To see the data model, we have to go as we already know to the Power BI data model module, which is in the vertical menu on the left. There we will see all the tables that have been created when importing the data. As we have also seen in the example, to create a relationship between two tables we just have to drag the name of the field or column from the table to the other column or field of the other table with which we want to establish a relationship. On the contrary, to delete a relationship between tables, we just have to right-click on the line that joins the two tables and click on “Delete”.
From the taskbar, when we have the data model on the screen, we will be able to manage the relationships between tables also from the Power BI "Manage relationships" tool. From here, when we click, we will see a window from which we can manage the table relationships of the model, and connect tables or remove the relationship between tables.
How to make a star model in Power BI?
The star data model, as we saw in what a data model is in Power BI, is a type of model in which we have a table of facts or facts that would be connected to several tables (dimensions) that have complementary information. (attributes) of the facts.
Continuing with our example, the first model that was created is a star model in which we have a matrix table with facts, which would be sales in the example, and another series of tables with attributes of the sale, such as the date. in which the sale took place, the location of the sales, if it was an offline or digital sale, …
A star model in Power BI presents a parent table that is the only one connected to the other tables in the model; And the rest of the model tables are only connected to the matrix or fact table.
This process that we just saw is done to calculate a measure in Measure in Power BI. As we have mentioned, Power BI uses its own language to be able to perform simple and complex operations, and it is called DAX. In this case we have used the measures, and the DAX programming language to be able to do a concatenation. But we can create a new column, and the Power BI measures to carry out as many operations as necessary to be able to subsequently carry out the report with all the KPIS or values that must be included in the report. Once we have made our model, it is precisely the time to review the information we have, make sure that all the tables are connected, and it is also time to see if we want to perform any new operations on the tables: addition, subtraction, calculation of ratios , etc.

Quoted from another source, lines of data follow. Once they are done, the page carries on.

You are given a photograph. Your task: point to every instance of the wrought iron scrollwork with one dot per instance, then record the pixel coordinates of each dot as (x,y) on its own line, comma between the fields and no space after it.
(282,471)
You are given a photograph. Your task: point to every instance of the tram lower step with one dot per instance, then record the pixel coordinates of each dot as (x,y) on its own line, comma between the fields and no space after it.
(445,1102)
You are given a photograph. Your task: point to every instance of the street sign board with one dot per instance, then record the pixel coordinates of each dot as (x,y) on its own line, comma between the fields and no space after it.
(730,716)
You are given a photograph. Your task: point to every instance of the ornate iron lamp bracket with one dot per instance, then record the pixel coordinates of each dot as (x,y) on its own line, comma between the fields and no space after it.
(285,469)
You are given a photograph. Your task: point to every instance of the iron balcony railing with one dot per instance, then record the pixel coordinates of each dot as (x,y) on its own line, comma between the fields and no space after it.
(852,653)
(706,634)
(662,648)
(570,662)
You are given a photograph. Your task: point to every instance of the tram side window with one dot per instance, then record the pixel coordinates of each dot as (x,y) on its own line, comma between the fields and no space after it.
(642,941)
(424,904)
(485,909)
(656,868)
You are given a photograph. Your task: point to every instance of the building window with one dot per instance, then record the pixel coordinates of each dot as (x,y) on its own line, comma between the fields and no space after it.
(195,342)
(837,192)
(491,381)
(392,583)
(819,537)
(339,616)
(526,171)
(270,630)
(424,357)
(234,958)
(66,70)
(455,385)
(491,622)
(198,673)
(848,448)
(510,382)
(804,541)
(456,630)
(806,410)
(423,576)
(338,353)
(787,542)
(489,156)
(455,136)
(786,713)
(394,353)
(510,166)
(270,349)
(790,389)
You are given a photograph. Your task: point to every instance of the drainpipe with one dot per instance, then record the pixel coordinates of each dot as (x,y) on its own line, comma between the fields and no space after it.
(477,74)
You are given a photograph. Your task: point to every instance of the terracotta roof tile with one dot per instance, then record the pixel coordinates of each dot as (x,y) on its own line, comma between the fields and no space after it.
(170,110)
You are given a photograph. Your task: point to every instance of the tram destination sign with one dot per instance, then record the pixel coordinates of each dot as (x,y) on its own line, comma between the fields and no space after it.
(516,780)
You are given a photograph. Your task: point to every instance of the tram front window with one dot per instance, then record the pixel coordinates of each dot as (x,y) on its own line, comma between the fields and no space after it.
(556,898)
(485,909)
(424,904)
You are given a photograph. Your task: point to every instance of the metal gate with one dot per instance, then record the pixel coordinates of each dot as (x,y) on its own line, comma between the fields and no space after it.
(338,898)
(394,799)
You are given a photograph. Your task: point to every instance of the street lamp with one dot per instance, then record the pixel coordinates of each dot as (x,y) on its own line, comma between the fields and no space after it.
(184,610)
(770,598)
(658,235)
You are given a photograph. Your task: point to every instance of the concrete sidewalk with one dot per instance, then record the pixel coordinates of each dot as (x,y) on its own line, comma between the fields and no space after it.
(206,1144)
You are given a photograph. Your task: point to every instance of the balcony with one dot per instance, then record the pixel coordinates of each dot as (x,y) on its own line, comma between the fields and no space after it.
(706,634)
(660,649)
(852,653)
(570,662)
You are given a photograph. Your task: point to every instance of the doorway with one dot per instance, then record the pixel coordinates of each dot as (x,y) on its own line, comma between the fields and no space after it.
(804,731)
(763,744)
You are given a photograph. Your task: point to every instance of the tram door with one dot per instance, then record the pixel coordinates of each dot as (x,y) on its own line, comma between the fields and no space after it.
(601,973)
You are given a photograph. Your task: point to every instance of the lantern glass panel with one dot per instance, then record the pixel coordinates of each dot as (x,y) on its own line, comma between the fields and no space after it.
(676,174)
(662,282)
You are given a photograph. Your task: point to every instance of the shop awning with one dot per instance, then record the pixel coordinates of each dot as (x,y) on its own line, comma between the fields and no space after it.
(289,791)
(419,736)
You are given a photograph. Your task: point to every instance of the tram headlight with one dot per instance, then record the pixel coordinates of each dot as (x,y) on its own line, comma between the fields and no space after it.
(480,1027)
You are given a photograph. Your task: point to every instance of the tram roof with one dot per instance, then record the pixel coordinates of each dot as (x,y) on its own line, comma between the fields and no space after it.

Using the logic of Excel, we can create new measures with DAX that allow us to expand the information we have in the tables. It is common to have to do this type of operation since when gathering data in Power BI, the possibility arises of making calculations that we could not do before. Precisely for this reason, just before starting to build our reports, we have to review the available information and assess whether we want to perform any operation or calculation.